India is not only the world’s largest democracy, it also is one of the most spiritually diverse nations. It was born in a spasm of religious bloodshed in 1947 when British India was torn in two to create a Muslim homeland in Pakistan.
Yet India has been a resolutely secular nation and has managed to accommodate a vast range of views on such fundamental questions as the nature of humanity, the existence of God and the quality of the soul. Indeed, few places demonstrate so clearly the country’s genius for diversity and tolerance.
Sikhism, which emerged in the Punjab region of India in the 15th century, strongly rejects the notion of caste, which lies at the core of Hinduism. The Golden Temple, a giant complex of marble and gold that sits at the heart of this sprawling city near the border with Pakistan, seeks to embody this principle.
Nowhere is it more evident than in the kitchen, where everyone is considered equal. Guru Amar Das created the kitchen during his time as the third Sikh guru in the 16th century. Its purpose, he said, was to place all of humanity on the same plane, no matter his religion, wealth or social status.
Volunteerism and community support are other central tenets of Sikhism expressed in the langar. When the Mughal emperor Akbar tried to give Guru Amar Das a platter of gold coins to support the kitchen, he refused them, saying the kitchen “is always run with the blessings of the Almighty.” Ashok Kumar, a Hindu with a scraggly beard, has been volunteering at the kitchen almost every day for the past five years. “It is my service,” he explained. His job is to man the heavy bucket that receives the dirty plates and bowls.
Plates and bowls fly at him, but he never misses a beat, using a metal plate in each hand to deflect the traffic into the tub. Mr. Kumar used to be a bookbinder. “I feel happy here,” he said when asked why he had given up his old life. Indians of all faiths come here to find a measure of peace largely unavailable in the cacophony of the nation’s 1.2 billion people.
Like the thousands of pairs of shoes left at the temple gates, the chaos and filth of urban life are left at the marble entrances. The temple is a world of cleanliness and order - where the wail of the harmonium and the shuffling of bare feet are the only sounds, and every square centimeter is scrubbed many times a day.
It has not always been a peaceful place. A Sikh insurgency, which sought a separate homeland for Sikhs in Punjab, tore at India’s heart in the 1970s and ‘80s. In 1984, Indira Gandhi, then the prime minister, ordered a bloody raid on the temple. Hundreds of militants hiding there were killed.
The temple was also damaged. Sikh bodyguards later assassinated Mrs. Gandhi to avenge the attack. Despite this history, Sikhs remain resolutely a part of India’s mainstream, holding leading positions in the arts, government and business.

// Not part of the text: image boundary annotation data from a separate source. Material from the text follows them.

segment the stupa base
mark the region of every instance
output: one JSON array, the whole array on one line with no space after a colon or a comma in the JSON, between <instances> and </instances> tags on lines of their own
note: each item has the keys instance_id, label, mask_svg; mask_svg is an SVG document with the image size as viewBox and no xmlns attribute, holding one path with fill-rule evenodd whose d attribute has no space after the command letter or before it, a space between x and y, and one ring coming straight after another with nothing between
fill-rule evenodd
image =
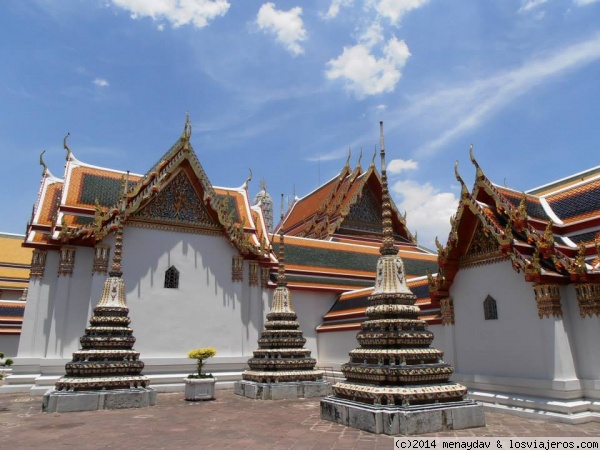
<instances>
[{"instance_id":1,"label":"stupa base","mask_svg":"<svg viewBox=\"0 0 600 450\"><path fill-rule=\"evenodd\" d=\"M233 389L236 395L257 400L325 397L331 394L331 385L327 381L257 383L255 381L242 380L236 381Z\"/></svg>"},{"instance_id":2,"label":"stupa base","mask_svg":"<svg viewBox=\"0 0 600 450\"><path fill-rule=\"evenodd\" d=\"M373 406L336 397L321 400L321 419L375 434L415 435L485 426L472 400L422 406Z\"/></svg>"},{"instance_id":3,"label":"stupa base","mask_svg":"<svg viewBox=\"0 0 600 450\"><path fill-rule=\"evenodd\" d=\"M100 409L144 408L156 404L156 391L150 388L104 391L55 391L44 394L42 411L76 412Z\"/></svg>"}]
</instances>

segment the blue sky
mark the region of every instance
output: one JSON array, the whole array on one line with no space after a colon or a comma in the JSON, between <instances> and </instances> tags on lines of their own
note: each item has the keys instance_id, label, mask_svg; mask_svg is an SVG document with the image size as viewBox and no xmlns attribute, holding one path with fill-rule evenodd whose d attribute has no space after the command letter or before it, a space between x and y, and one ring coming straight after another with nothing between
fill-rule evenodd
<instances>
[{"instance_id":1,"label":"blue sky","mask_svg":"<svg viewBox=\"0 0 600 450\"><path fill-rule=\"evenodd\" d=\"M419 241L446 241L468 150L525 190L598 165L599 0L0 3L0 231L22 233L39 154L145 173L181 134L212 183L304 196L371 161ZM377 159L377 163L379 161Z\"/></svg>"}]
</instances>

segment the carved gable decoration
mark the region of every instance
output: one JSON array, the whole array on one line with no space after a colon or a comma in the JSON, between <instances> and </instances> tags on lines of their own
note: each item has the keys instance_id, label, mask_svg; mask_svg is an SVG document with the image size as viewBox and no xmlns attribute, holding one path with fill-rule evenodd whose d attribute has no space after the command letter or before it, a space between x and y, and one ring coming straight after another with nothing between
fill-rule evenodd
<instances>
[{"instance_id":1,"label":"carved gable decoration","mask_svg":"<svg viewBox=\"0 0 600 450\"><path fill-rule=\"evenodd\" d=\"M494 236L486 233L481 223L477 225L469 249L461 258L461 265L472 265L483 262L495 261L500 256L498 241Z\"/></svg>"},{"instance_id":2,"label":"carved gable decoration","mask_svg":"<svg viewBox=\"0 0 600 450\"><path fill-rule=\"evenodd\" d=\"M381 232L381 202L366 186L363 188L362 196L352 205L350 212L344 219L343 228L359 231Z\"/></svg>"},{"instance_id":3,"label":"carved gable decoration","mask_svg":"<svg viewBox=\"0 0 600 450\"><path fill-rule=\"evenodd\" d=\"M179 172L134 219L218 230L185 172Z\"/></svg>"}]
</instances>

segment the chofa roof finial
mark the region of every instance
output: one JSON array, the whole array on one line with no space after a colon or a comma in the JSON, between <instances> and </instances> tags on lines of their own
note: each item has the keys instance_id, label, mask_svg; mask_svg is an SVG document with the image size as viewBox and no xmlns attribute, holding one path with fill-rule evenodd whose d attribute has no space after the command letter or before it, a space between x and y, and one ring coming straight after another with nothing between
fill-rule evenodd
<instances>
[{"instance_id":1,"label":"chofa roof finial","mask_svg":"<svg viewBox=\"0 0 600 450\"><path fill-rule=\"evenodd\" d=\"M40 166L43 167L42 175L46 175L48 173L48 166L44 162L44 153L46 153L46 150L44 150L42 153L40 153Z\"/></svg>"},{"instance_id":2,"label":"chofa roof finial","mask_svg":"<svg viewBox=\"0 0 600 450\"><path fill-rule=\"evenodd\" d=\"M63 139L63 147L67 151L67 161L71 160L71 155L73 154L73 152L71 152L71 149L69 148L69 145L67 144L67 139L69 138L69 136L71 136L70 132L67 133L67 135Z\"/></svg>"},{"instance_id":3,"label":"chofa roof finial","mask_svg":"<svg viewBox=\"0 0 600 450\"><path fill-rule=\"evenodd\" d=\"M181 139L189 141L192 136L192 122L190 122L189 111L185 113L185 125L183 126L183 132L181 133Z\"/></svg>"}]
</instances>

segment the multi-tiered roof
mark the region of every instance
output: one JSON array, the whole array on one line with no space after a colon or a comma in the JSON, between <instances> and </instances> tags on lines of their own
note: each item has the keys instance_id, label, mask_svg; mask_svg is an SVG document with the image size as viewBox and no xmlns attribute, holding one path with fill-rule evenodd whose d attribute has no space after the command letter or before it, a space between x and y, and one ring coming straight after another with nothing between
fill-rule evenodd
<instances>
[{"instance_id":1,"label":"multi-tiered roof","mask_svg":"<svg viewBox=\"0 0 600 450\"><path fill-rule=\"evenodd\" d=\"M144 363L133 349L135 337L129 327L129 308L122 278L123 215L118 217L112 270L104 282L102 297L94 308L90 326L81 337L81 349L66 364L66 375L55 386L57 391L99 391L145 388L150 384L142 375Z\"/></svg>"},{"instance_id":2,"label":"multi-tiered roof","mask_svg":"<svg viewBox=\"0 0 600 450\"><path fill-rule=\"evenodd\" d=\"M600 167L519 192L491 182L472 149L470 156L475 183L469 191L456 171L461 198L446 245L438 243L440 273L430 279L432 297L448 297L460 267L501 260L537 285L597 286ZM592 303L580 305L582 315L600 314L600 300ZM539 313L561 315L560 308Z\"/></svg>"},{"instance_id":3,"label":"multi-tiered roof","mask_svg":"<svg viewBox=\"0 0 600 450\"><path fill-rule=\"evenodd\" d=\"M304 348L306 339L299 329L298 316L292 307L291 293L285 278L283 230L280 229L279 268L273 304L267 314L265 330L258 339L258 350L248 360L250 370L242 379L258 383L320 381L323 372L315 370L316 360Z\"/></svg>"},{"instance_id":4,"label":"multi-tiered roof","mask_svg":"<svg viewBox=\"0 0 600 450\"><path fill-rule=\"evenodd\" d=\"M406 284L404 263L395 245L383 124L381 166L383 238L377 278L368 298L367 320L357 335L360 347L342 365L346 380L333 387L334 396L376 406L460 401L467 389L448 381L452 366L442 361L441 351L429 347L433 333L419 319L416 295Z\"/></svg>"}]
</instances>

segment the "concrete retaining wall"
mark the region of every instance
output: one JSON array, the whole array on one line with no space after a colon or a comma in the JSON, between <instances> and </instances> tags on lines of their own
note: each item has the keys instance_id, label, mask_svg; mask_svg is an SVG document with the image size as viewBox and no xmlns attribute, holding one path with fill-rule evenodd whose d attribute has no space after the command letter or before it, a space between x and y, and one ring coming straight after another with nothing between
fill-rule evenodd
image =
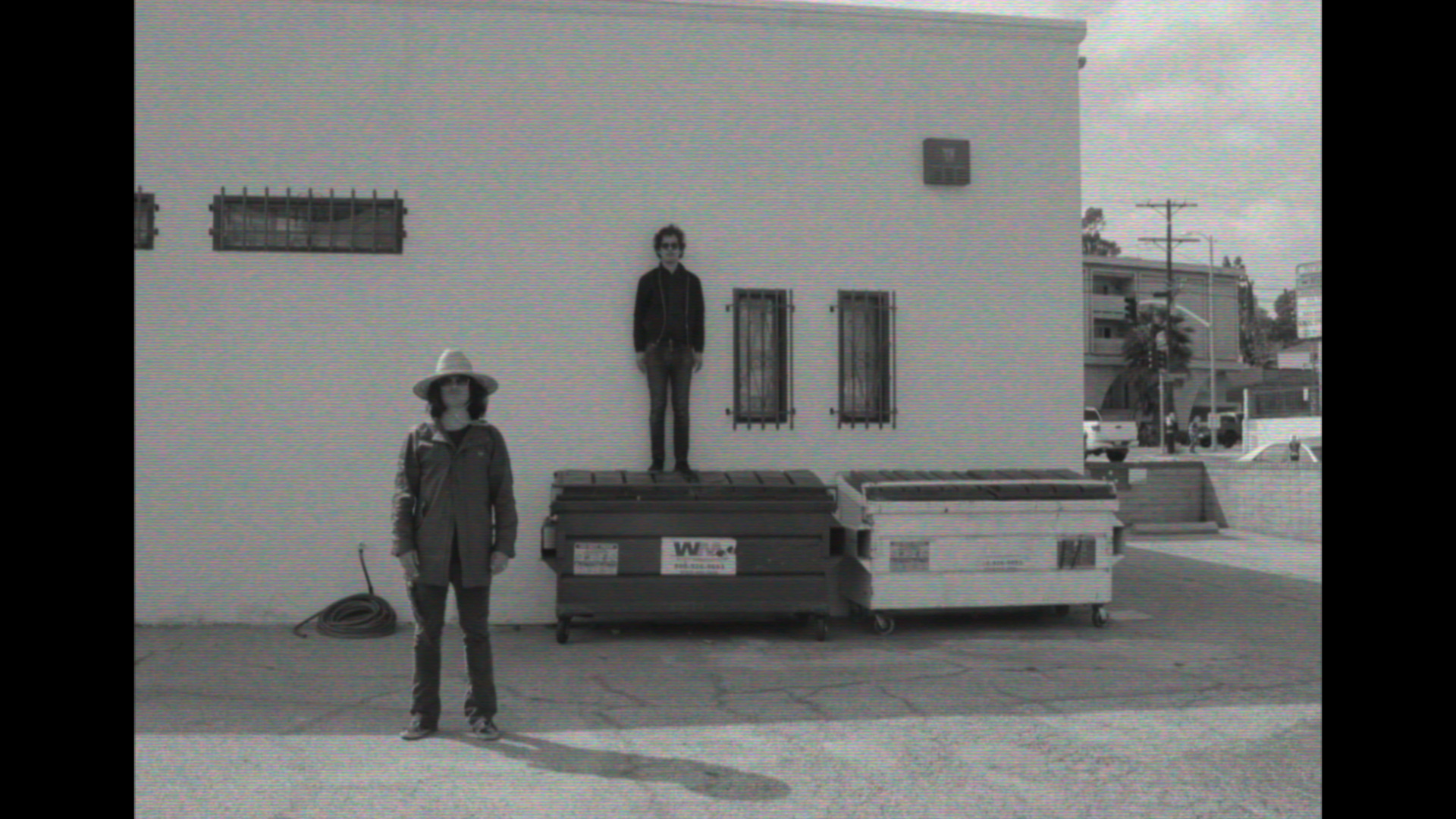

India’s current prime minister is a Sikh. Pankaj Ahuja, who owns a medical supply shop in Rajasthan, was visiting the temple for the third time, this time bringing his wife and son, who had never been before. They were sleeping in the pilgrims’ dormitories, which are also free. The family is Hindu, but the temple has a special significance for them.
“You have lots of religious places in this country,” said Mr. Ahuja’s wife, Nikita. “But the kind of peace and cleanliness you find here you won’t find anywhere else.” Indeed, she never gives a moment’s thought to who prepared the food in the kitchen, even though in India’s highly stratified caste traditions such matters are vital.
“It is more than food,” she said of the meals that she had eaten at the community kitchen. “Once you eat it, you forget who is cooking, who is serving it, who is sitting next to you.”